Oracle's critical security update: 154 problems fixed in latest patch

Oracle's October critical patch update includes security updates and patches for 154 vulnerabilities including a flaw which allows an attacker full control over a vulnerable system.

The California-based company's October 2015 Critical Patch Update includes 154 fixes which patch holes in a wide range of products, including Oracle Database, Fusion Middleware, Hyperion, Enterprise Manager, Oracle Linux & Virtualization, Java and MySQL.

In total, 8 fixes have been issued for Oracle Database, and the most severe vulnerability allowed attackers to remotely exploit a system without authentication, potentially resulting in the total loss of system control by the user.

The vulnerability, CVE-2015-4863, has been given a CVSS Base Score of 10.0. In addition, three other database vulnerabilities were given a CVSS Base Score of 9.0.

Another security flaw at the top of the severity list impacts the Oracle Sun Systems Products Suite. CVE-2015-4915, which has been awarded a CVSS Base Score of 10.0, is a vulnerability related to the Integrated Lights Out Manager (ILOM) -- which, unfortunately, is used across a wide range of products.

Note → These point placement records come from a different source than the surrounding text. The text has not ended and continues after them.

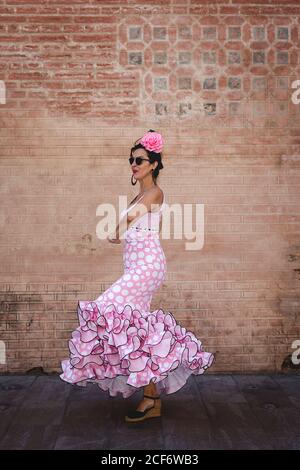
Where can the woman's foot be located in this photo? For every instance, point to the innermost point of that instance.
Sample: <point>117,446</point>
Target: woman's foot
<point>145,404</point>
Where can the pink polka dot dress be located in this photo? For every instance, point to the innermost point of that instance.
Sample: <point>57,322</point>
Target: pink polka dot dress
<point>121,344</point>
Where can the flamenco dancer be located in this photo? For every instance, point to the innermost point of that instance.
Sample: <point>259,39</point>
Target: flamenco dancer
<point>121,344</point>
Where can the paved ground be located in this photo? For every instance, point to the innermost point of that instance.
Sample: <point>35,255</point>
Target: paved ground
<point>209,412</point>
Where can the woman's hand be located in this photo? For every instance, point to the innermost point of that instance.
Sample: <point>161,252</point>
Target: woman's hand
<point>113,239</point>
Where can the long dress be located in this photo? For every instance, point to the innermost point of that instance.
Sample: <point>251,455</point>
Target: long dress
<point>121,344</point>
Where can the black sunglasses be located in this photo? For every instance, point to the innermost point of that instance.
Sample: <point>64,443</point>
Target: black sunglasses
<point>138,160</point>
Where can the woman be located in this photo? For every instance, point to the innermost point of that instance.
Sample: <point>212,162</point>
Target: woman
<point>120,344</point>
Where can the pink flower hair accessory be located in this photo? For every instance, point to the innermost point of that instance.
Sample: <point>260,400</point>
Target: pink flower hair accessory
<point>152,141</point>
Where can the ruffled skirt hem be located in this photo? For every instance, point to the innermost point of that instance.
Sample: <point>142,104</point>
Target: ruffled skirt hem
<point>125,350</point>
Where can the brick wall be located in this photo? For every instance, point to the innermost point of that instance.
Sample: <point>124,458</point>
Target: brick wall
<point>81,81</point>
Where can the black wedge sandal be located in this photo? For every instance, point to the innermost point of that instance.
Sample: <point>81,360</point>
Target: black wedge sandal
<point>153,412</point>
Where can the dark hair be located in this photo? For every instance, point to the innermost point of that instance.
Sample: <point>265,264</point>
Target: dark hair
<point>153,157</point>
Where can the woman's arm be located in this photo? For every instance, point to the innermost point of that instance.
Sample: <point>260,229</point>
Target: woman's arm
<point>150,201</point>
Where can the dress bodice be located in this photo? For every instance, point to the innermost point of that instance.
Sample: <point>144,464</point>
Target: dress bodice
<point>147,222</point>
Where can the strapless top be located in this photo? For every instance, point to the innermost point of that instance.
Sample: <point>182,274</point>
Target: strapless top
<point>147,222</point>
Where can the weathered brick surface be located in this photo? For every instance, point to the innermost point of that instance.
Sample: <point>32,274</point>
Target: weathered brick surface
<point>83,81</point>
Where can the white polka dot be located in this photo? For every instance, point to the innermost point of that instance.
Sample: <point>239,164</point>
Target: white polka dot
<point>116,288</point>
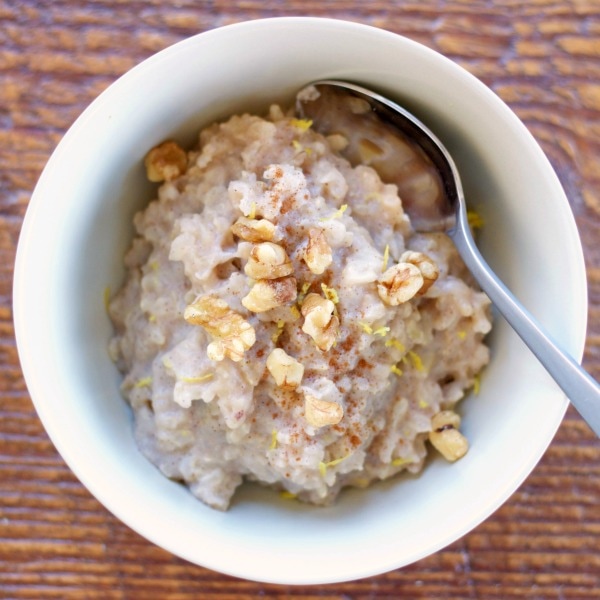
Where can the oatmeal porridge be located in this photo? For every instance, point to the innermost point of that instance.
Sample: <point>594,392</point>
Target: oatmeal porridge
<point>282,322</point>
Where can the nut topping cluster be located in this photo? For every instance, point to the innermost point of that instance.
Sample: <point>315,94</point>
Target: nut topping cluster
<point>232,334</point>
<point>414,274</point>
<point>445,436</point>
<point>274,285</point>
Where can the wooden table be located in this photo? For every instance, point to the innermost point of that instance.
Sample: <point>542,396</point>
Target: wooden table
<point>56,541</point>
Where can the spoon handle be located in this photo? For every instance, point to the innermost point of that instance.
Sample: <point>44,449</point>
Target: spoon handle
<point>582,390</point>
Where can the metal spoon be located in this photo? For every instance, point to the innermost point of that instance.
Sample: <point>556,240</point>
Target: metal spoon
<point>391,139</point>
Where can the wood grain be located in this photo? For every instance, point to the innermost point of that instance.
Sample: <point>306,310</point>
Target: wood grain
<point>56,541</point>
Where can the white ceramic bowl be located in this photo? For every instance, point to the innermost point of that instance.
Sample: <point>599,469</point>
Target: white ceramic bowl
<point>78,226</point>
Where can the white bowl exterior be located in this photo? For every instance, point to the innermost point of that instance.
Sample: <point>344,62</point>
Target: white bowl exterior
<point>78,226</point>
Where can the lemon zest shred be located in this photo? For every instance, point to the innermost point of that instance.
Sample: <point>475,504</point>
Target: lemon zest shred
<point>143,382</point>
<point>277,333</point>
<point>476,384</point>
<point>106,298</point>
<point>396,344</point>
<point>386,258</point>
<point>475,219</point>
<point>366,327</point>
<point>330,293</point>
<point>198,379</point>
<point>381,331</point>
<point>396,370</point>
<point>302,124</point>
<point>415,359</point>
<point>338,213</point>
<point>273,444</point>
<point>323,466</point>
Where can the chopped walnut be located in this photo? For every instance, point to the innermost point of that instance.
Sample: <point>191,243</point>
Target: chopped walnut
<point>270,293</point>
<point>319,412</point>
<point>399,283</point>
<point>165,162</point>
<point>285,369</point>
<point>232,334</point>
<point>429,270</point>
<point>320,320</point>
<point>317,254</point>
<point>253,230</point>
<point>445,436</point>
<point>268,261</point>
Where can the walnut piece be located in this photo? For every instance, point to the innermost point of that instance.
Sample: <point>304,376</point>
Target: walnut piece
<point>285,369</point>
<point>268,261</point>
<point>425,264</point>
<point>319,412</point>
<point>445,436</point>
<point>165,162</point>
<point>270,293</point>
<point>399,283</point>
<point>320,320</point>
<point>232,334</point>
<point>253,230</point>
<point>317,254</point>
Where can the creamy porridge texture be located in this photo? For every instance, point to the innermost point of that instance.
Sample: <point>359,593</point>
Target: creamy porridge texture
<point>281,321</point>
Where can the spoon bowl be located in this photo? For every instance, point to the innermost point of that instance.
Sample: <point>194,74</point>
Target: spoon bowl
<point>376,128</point>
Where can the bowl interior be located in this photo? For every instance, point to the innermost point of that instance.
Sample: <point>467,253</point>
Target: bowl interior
<point>78,227</point>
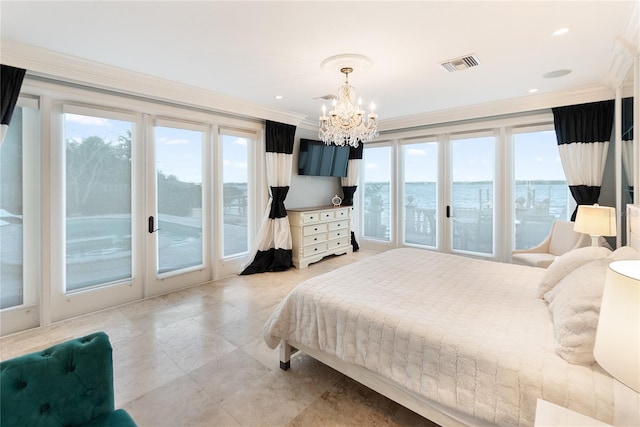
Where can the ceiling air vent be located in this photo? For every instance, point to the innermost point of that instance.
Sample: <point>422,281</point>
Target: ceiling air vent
<point>461,63</point>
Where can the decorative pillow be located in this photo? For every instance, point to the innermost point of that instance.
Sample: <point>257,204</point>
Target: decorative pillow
<point>575,306</point>
<point>566,263</point>
<point>624,252</point>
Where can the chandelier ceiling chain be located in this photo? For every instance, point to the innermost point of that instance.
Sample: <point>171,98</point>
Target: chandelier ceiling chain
<point>345,124</point>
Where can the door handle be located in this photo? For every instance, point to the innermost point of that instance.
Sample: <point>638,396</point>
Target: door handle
<point>152,227</point>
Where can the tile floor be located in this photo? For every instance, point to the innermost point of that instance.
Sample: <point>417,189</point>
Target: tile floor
<point>197,358</point>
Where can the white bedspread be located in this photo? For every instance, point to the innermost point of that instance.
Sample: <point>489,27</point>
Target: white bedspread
<point>468,334</point>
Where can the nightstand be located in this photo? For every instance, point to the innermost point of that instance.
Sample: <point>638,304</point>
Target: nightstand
<point>549,414</point>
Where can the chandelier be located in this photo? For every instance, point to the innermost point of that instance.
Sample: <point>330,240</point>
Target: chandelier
<point>345,124</point>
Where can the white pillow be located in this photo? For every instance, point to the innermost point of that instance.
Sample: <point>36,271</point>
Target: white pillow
<point>624,252</point>
<point>566,263</point>
<point>575,306</point>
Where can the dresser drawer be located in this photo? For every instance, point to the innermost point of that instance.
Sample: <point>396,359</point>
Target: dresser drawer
<point>333,244</point>
<point>327,216</point>
<point>338,225</point>
<point>314,239</point>
<point>307,230</point>
<point>315,249</point>
<point>338,234</point>
<point>341,213</point>
<point>310,217</point>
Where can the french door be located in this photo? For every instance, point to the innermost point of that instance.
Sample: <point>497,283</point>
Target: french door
<point>128,212</point>
<point>95,205</point>
<point>176,231</point>
<point>472,195</point>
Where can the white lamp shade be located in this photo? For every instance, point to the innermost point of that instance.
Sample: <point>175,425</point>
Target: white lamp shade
<point>617,346</point>
<point>596,220</point>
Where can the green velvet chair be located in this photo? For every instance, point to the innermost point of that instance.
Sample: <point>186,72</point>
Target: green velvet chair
<point>69,384</point>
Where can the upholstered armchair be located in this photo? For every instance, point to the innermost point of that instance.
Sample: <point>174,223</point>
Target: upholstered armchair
<point>69,384</point>
<point>560,240</point>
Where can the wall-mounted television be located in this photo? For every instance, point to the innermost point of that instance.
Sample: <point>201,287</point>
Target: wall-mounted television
<point>318,159</point>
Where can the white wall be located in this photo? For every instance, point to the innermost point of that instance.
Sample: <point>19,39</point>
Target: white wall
<point>308,191</point>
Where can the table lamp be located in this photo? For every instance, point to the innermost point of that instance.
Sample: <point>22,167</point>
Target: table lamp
<point>596,221</point>
<point>617,346</point>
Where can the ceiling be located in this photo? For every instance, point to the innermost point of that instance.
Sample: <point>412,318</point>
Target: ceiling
<point>254,51</point>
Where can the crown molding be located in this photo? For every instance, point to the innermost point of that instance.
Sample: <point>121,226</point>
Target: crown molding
<point>70,69</point>
<point>504,107</point>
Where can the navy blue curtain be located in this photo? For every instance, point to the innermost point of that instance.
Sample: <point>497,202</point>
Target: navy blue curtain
<point>627,146</point>
<point>583,133</point>
<point>350,185</point>
<point>272,249</point>
<point>10,81</point>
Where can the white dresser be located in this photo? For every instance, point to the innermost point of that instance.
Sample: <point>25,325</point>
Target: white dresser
<point>318,232</point>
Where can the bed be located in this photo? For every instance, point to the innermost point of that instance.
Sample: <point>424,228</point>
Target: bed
<point>460,341</point>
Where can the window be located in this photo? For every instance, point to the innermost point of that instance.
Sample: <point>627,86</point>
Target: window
<point>179,197</point>
<point>420,183</point>
<point>377,183</point>
<point>235,176</point>
<point>540,188</point>
<point>472,192</point>
<point>98,200</point>
<point>19,207</point>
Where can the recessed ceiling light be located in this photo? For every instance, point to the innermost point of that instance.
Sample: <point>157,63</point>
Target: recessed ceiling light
<point>556,74</point>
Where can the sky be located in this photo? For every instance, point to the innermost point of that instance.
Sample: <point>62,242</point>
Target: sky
<point>178,152</point>
<point>536,158</point>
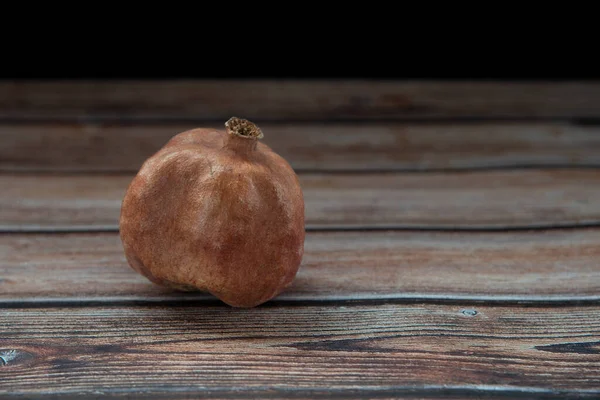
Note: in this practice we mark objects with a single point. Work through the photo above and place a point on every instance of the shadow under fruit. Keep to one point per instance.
(216, 211)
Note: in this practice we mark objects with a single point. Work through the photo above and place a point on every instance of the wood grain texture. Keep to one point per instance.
(280, 350)
(296, 99)
(482, 199)
(551, 266)
(89, 146)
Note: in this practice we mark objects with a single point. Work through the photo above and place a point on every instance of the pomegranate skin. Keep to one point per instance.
(216, 211)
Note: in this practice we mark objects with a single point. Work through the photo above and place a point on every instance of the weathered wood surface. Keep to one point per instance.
(481, 199)
(279, 350)
(550, 266)
(97, 146)
(296, 99)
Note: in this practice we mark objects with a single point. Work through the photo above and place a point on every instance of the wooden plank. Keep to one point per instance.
(281, 350)
(550, 266)
(97, 146)
(297, 99)
(473, 200)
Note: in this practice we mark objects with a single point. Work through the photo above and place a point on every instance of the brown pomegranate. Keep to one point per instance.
(216, 211)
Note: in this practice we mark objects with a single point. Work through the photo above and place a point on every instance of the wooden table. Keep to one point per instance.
(452, 249)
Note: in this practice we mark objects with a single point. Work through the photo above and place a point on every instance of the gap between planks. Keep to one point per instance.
(552, 267)
(532, 350)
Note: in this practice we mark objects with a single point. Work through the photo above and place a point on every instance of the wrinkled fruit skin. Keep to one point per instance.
(218, 213)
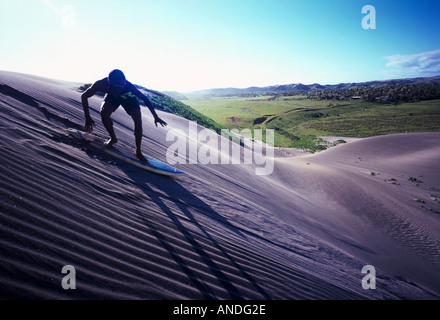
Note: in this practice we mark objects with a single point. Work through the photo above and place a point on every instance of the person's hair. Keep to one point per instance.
(116, 76)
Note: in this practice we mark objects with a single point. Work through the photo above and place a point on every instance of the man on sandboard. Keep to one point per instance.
(118, 91)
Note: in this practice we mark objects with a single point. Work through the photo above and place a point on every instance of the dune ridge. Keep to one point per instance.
(221, 232)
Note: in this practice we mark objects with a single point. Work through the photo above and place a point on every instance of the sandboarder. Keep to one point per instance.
(118, 91)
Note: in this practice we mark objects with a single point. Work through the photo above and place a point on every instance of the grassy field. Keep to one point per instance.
(298, 122)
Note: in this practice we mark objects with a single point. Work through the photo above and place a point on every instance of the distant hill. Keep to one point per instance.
(299, 87)
(175, 95)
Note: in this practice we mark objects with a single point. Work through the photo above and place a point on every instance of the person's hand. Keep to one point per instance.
(90, 124)
(160, 121)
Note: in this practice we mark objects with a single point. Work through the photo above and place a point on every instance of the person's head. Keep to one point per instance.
(117, 78)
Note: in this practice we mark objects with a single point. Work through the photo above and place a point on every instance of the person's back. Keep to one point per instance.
(119, 92)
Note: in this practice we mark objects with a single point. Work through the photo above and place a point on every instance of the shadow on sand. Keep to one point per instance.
(184, 199)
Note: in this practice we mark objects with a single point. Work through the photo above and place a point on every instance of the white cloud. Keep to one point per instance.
(413, 65)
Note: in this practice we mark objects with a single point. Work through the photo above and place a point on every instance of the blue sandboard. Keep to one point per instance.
(153, 165)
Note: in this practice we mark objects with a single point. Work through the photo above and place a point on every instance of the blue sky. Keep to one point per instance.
(187, 45)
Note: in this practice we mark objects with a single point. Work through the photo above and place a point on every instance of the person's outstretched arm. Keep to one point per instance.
(89, 124)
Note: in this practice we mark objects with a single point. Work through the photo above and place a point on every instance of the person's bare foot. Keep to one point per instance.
(140, 156)
(109, 143)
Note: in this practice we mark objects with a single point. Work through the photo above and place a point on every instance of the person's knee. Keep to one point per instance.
(106, 111)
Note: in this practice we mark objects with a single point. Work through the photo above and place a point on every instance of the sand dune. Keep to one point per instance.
(221, 232)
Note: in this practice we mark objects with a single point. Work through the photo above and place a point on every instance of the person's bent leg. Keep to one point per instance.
(137, 120)
(107, 109)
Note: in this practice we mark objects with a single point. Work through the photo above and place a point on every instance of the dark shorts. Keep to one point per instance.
(130, 103)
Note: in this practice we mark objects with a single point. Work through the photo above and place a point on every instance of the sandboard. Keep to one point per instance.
(153, 165)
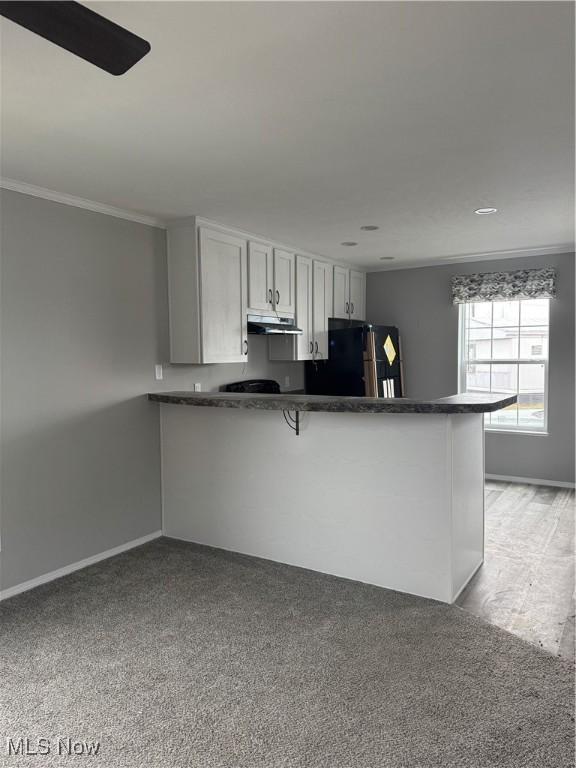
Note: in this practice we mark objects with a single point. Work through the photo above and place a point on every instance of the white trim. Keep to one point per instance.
(544, 250)
(80, 202)
(529, 481)
(59, 572)
(490, 430)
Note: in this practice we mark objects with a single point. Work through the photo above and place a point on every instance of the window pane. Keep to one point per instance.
(479, 343)
(508, 331)
(534, 343)
(506, 313)
(504, 379)
(479, 314)
(478, 378)
(534, 311)
(531, 384)
(507, 417)
(505, 343)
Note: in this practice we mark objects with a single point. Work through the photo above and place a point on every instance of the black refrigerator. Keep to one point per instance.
(363, 361)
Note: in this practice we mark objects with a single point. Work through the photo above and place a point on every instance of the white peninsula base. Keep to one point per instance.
(395, 500)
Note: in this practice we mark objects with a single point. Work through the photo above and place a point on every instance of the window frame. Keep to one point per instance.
(463, 361)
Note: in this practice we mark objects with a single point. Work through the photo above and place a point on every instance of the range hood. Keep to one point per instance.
(268, 325)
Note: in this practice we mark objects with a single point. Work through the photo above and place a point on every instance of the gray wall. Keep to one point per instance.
(83, 321)
(418, 301)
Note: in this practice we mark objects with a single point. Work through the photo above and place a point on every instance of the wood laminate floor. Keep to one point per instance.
(526, 584)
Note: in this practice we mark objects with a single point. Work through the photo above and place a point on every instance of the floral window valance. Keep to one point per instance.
(504, 286)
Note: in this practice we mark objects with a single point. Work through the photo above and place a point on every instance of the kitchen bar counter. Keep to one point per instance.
(396, 501)
(467, 403)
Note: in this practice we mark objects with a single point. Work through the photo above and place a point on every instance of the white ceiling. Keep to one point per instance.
(304, 121)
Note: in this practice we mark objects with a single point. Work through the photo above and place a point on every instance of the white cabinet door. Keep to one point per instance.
(341, 292)
(223, 297)
(260, 277)
(284, 283)
(305, 342)
(323, 285)
(357, 295)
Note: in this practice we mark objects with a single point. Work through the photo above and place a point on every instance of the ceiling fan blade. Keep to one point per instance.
(80, 31)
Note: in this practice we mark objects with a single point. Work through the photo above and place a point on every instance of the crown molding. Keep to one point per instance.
(445, 261)
(80, 202)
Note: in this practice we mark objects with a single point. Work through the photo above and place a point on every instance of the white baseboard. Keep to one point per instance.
(529, 481)
(46, 577)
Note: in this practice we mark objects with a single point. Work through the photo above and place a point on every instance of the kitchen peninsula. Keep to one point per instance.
(384, 491)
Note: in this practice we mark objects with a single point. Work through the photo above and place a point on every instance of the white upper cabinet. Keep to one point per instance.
(260, 277)
(301, 346)
(284, 282)
(323, 287)
(349, 294)
(271, 279)
(357, 295)
(223, 278)
(304, 303)
(216, 276)
(207, 282)
(341, 292)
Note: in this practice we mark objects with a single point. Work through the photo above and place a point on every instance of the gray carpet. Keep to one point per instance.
(176, 655)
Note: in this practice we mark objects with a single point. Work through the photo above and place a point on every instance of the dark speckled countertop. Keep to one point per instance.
(290, 402)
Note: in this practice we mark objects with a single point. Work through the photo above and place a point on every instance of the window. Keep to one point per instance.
(504, 350)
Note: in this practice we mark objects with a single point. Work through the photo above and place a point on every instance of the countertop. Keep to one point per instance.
(466, 403)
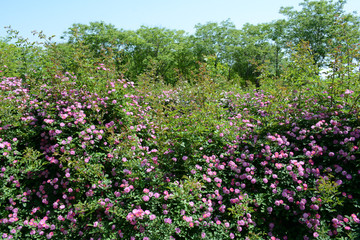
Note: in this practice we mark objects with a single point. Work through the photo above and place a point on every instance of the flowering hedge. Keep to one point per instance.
(111, 162)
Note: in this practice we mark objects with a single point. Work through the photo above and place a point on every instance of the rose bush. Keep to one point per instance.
(110, 161)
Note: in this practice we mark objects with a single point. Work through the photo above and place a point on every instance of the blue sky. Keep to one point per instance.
(54, 17)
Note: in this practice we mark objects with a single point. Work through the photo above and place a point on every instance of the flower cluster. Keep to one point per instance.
(111, 164)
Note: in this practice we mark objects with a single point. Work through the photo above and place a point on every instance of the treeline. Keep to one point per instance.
(321, 35)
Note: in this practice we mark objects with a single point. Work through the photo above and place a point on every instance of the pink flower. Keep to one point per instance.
(168, 220)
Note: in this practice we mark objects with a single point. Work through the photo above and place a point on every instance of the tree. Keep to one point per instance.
(316, 23)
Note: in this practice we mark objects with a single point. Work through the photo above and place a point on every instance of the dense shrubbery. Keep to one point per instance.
(89, 155)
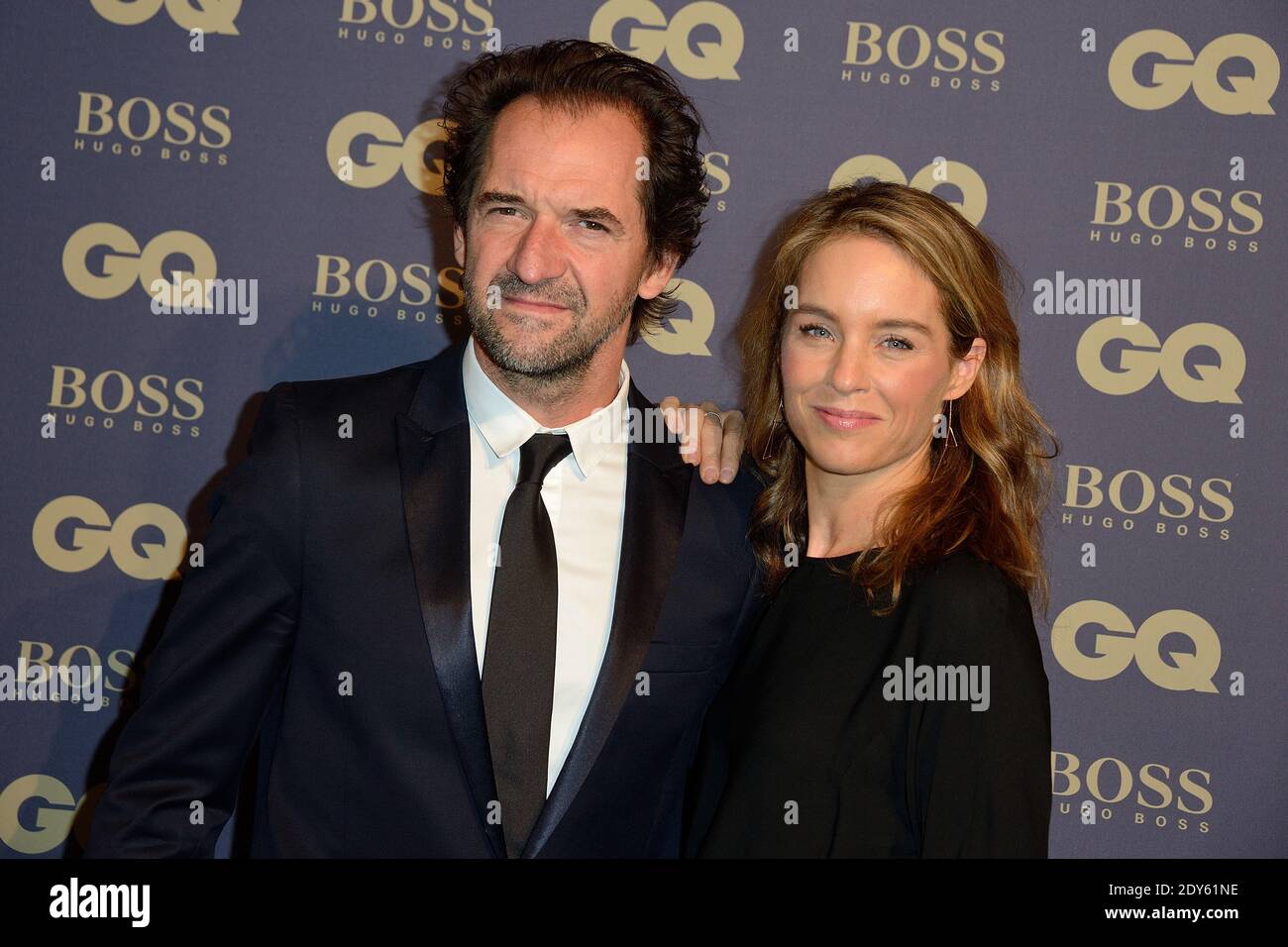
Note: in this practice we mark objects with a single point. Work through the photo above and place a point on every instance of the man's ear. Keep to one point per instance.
(656, 279)
(965, 369)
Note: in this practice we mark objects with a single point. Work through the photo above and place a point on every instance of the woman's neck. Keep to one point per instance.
(841, 508)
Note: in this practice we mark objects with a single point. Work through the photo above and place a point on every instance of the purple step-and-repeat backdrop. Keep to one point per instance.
(1128, 158)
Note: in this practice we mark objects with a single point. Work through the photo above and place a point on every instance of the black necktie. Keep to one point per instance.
(519, 657)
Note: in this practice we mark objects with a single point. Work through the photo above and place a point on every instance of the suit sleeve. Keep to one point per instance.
(210, 680)
(984, 776)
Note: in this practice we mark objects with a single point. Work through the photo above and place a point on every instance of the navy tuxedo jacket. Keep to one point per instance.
(331, 621)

Oracle has also provided 23 security fixes for Oracle Fusion Middleware, 16 of which are remote exploit flaws, one low-severity fix for Hyperion and five fixes for Oracle's Enterprise Manager Grid Control software.

The latest CPU also patches up 14 flaws in Oracle Industry Applications, four problems in Oracle Retail Applications and two in MySQL.

Every patch cycle we expect Java to make an appearance, and October's critical update is no exception. Oracle has patched up 25 vulnerabilities, 24 of which allow for remote execution -- and the highest risk score awarded to one of these flaws is 10.0.

In total, 20 of the vulnerabilities are browser-based, while the remaining five impact on client and server deployments.

Oracle states:

"Due to the severity of a number of vulnerabilities fixed in this Critical Patch Update, Oracle recommends that the necessary patches be applied as soon as possible.
As of October 19, the company's security team didn't have any indication that any of the most severe vulnerabilities fixed in this Critical Patch Update had been successfully exploited in the wild. However, it is our experience that malicious actors will often attempt to reverse-engineer fixes to develop exploit code in an attempt to attack organizations lagging behind in their patching effort."

The next critical patch update will be released on 19 January 2016.